基于深度強化學習的無人機集群數字孿生編隊避障

張宇宸; 段海濱; 魏晨

doi:10.13374/j.issn2095-9389.2023.09.28.005

基于深度強化學習的無人機集群數字孿生編隊避障

Digital twin-based obstacle avoidance method for unmanned aerial vehicle formation control using deep reinforcement learning

摘要

摘要: 無人機集群在各個領域中扮演著重要角色，具有豐富的應用場景。然而，將深度強化學習方法應用于自主無人機面臨著諸多嚴峻挑戰。

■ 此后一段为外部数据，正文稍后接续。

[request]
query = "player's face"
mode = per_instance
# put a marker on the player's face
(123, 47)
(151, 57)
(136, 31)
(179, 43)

本文基于多智能體深度強化學習，通過使用局部信息建立單個無人機的狀態空間，并使用多智能體近端策略優化（Multi-agent proximal policy optimization，MAPPO）的在線策略算法來訓練策略網絡，從而克服了環境的不確定性和對全局信息的依賴. 同時，引入了數字孿生的概念，為資源緊張型算法提供了新思路. 為了解決采樣困難和資源緊張的問題，基于數字孿生技術，構建了一個用于無人機編隊避障策略模型訓練的架構. 首先，構建了多個數字孿生環境，用于強化學習算法在任務開始之前進行交互采樣的預訓練，以使集群具備基本的任務能力. 然后，使用在真實環境中采集的數據進行補充訓練，使得集群能夠更好地完成任務. 對采用這種兩階段訓練架構的效果進行了對比，同時與其他策略算法進行比較，驗證了MAPPO的樣本效率性能. 最后，設計了實際飛行驗證測試，驗證了從孿生環境中獲得的策略模型的實用性和可靠性.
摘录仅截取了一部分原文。